HAVANA (Reuters) - Cuba said on Friday it would speed up the hand-over of private titles to state-owned housing to thousands of citizens, possibly paving the way for broader property reforms.
A decree published on Friday will expedite property titles for Cubans who have been renting state houses allotted to them as far back as 20 years ago through their workplaces.
The measure is the latest in a series of reforms to improve living standards and efficiency in Cuba’s socialist state since President Raul Castro succeeded his ailing brother Fidel Castro in February.
Others include removal of a ceiling on state wages to create incentives and improve economic performance and allowing Cubans to stay at hotels formerly reserved for foreigners.
Since Raul Castro became Cuba’s first new leader in almost half a century Cubans have been allowed to buy DVD players and other previously banned electronic appliances, and as of next Monday they can freely buy cellular telephones.
The state-owned homes were due to become privately-owned under existing law, but the process had become bogged down.
The decree published on the Web site of the Official Gazette (www.gacetaoficial.cu) simplifies bureaucratic steps to grant private titles and allows the homes to be passed on to children as inheritance.
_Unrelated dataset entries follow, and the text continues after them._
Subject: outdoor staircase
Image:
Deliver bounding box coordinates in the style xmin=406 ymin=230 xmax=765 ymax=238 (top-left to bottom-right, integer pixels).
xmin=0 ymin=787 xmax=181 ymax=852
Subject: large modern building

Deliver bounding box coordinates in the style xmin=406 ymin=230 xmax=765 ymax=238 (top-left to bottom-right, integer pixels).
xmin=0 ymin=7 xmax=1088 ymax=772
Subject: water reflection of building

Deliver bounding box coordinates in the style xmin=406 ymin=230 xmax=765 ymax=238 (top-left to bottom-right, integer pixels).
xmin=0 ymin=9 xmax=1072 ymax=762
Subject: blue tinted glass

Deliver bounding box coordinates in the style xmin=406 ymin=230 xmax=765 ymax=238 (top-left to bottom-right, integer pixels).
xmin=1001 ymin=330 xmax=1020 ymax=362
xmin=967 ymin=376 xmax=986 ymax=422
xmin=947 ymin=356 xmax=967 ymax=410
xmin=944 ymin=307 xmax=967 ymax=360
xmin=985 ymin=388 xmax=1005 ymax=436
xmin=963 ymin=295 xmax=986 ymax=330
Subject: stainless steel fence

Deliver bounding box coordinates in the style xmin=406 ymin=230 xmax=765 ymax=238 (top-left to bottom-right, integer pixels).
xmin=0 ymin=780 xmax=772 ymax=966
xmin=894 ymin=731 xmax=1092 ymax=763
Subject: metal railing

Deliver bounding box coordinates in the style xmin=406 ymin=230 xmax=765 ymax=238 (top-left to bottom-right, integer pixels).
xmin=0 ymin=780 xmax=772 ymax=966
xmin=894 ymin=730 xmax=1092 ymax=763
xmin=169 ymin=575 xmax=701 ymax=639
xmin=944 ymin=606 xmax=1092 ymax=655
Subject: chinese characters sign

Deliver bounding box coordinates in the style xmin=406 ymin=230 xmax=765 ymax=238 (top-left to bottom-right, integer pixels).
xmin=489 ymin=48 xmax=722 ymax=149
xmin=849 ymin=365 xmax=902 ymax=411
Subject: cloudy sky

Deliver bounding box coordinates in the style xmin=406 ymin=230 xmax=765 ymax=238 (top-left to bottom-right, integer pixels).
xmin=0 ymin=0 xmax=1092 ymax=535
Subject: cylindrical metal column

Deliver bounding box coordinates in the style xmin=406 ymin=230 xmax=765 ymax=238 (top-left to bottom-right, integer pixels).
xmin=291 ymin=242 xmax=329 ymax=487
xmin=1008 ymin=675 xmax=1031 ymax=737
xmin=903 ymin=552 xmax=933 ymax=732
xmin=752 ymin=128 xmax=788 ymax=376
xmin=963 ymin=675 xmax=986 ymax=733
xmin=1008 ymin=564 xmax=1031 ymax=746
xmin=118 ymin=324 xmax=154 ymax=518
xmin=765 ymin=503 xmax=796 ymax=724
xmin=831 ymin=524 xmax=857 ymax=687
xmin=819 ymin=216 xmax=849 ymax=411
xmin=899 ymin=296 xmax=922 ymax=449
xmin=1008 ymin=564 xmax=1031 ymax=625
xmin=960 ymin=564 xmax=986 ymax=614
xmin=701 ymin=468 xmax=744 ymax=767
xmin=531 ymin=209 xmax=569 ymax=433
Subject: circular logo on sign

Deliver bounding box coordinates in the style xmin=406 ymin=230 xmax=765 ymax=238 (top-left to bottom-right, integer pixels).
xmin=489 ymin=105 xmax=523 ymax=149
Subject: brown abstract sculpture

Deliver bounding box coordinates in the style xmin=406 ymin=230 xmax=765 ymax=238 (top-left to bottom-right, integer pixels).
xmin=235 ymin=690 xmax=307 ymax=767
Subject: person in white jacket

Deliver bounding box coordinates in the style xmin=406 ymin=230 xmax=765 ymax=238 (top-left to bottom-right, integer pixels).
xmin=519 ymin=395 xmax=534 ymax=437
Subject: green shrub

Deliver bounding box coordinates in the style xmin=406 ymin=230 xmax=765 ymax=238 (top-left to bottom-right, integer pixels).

Cuba has no real estate market, but people can swap homes through a legal process called a “permuta” in which money is paid under the table.
Many Cubans hope that future reforms will eventually include the buying and selling of homes.
Cuba has an estimate deficit of half a million houses, and many people live in overcrowded and dilapidated homes, often with three generations of a family living under the same roof.
According to official figures, 40 percent of Cuban housing needs repairs, but new home construction has fallen well below the target for the last two years.